Toby Young Toby Young

Status Anxiety: My neighbour the vigilante

Sometimes, burglars really do mess with the Wrong Guy

issue 06 August 2011

Sometimes, burglars really do mess with the Wrong Guy

At 4.20 a.m. last Friday, my friend and neighbour was awoken by the sound of breaking glass. It was one of the panels in his front door and when the noise had died away he could make out the voices of two young men intent on entering his house. Lying next to him was his wife and, in adjacent bedrooms, their three young daughters.

As he lay in bed wondering what to do, it occurred to him that the two men trying to break into his house had no reason to think it wasn’t occupied. On the contrary, his car was in the driveway and his bull terrier was in its basket in the hall. Whatever these men intended to do, they had clearly taken into account that the house was occupied by a young family. For the purposes of this story, let’s call my friend Bill.

Such incidents are increasingly common in west London. Another neighbour of mine awoke recently to discover a group of three men in his bedroom, one holding a knife to his wife’s throat. He and his wife were then held hostage by two of the men while the third was dispatched to the nearest cashpoint with his Visa Debit card. Even though he’d been given the correct pin, the third man proved incapable of withdrawing any money because, like the other two, he was high on crack. My neighbour, whose baby daughter was sleeping in a cot nearby, had to dissuade the two men from cutting his family’s throats.

Bill isn’t a particularly unusual man, at least not on the face of it. He’s about 5ft 10, mid-40s, stocky. He doesn’t work out and isn’t trained in any of the martial arts. He’s never been in the army and doesn’t own any weapons. No different from me, in fact. He’s just an ordinary man who suddenly found himself in an extraordinary situation. He was faced with a choice: he could either surrender to his fate or he could do something about it.

Quentin Tarantino has this party piece he does called ‘The Wrong Guy’. The gist of it is that in a life or death situation he hopes he’d turn out to be the wrong guy. That is, the man referred to in action movies as ‘the wrong guy’ — the regular Joe who becomes a superhero when his family is threatened by a bunch of intruders in the middle of the night. He’s usually played by Bruce Willis or Harrison Ford and he nearly always ends up saying, ‘You messed with the wrong guy.’

It’s a funny riff because Tarantino clearly isn’t the wrong guy. Like most of us, he wouldn’t have the physical courage to take on a couple of housebreakers. He’d probably lock his bedroom door, call the police and then dive under the duvet. But Bill — Bill who was lying there, wondering what to do, as two young men were creeping up the stairs towards the floor where his family were sleeping — Bill was the wrong guy.

He leapt out of bed and grabbed the nearest weapon to hand — a hammer, as it happened — and burst through the bedroom door. ‘I don’t care if I end up going to jail,’ he told the two men standing in his ­hallway. ‘I’m going to f***ing hurt you.’ He then ran down the stairs, two at a time, letting out a blood-curdling cry.

The two men couldn’t get out of there fast enough. They ran out of the front door and legged it down the street. Bill ran after them, waving the hammer above his head, telling them precisely what he intended to do when he caught up with them.
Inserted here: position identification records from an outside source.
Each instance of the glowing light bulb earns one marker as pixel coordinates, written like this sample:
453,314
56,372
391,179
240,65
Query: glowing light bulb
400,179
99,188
It was only when he got level with my front door that he realised he was completely naked.

He returned to his house, pulled on some shorts, got in his car and set off in pursuit. He caught up with them about 500 yards down the road, mounting the pavement with his car to cut them off. As they doubled back, he flew out of the door and ran after them, still clutching the hammer. It was only when they clambered over the fence of the local sports club and disappeared into the darkness that Bill finally gave up.

I’m glad it wasn’t my house those two men broke into last Friday night. I don’t know what sort of man I’d turn out to be and I hope I never find out.

Toby Young is associate editor of The Spectator.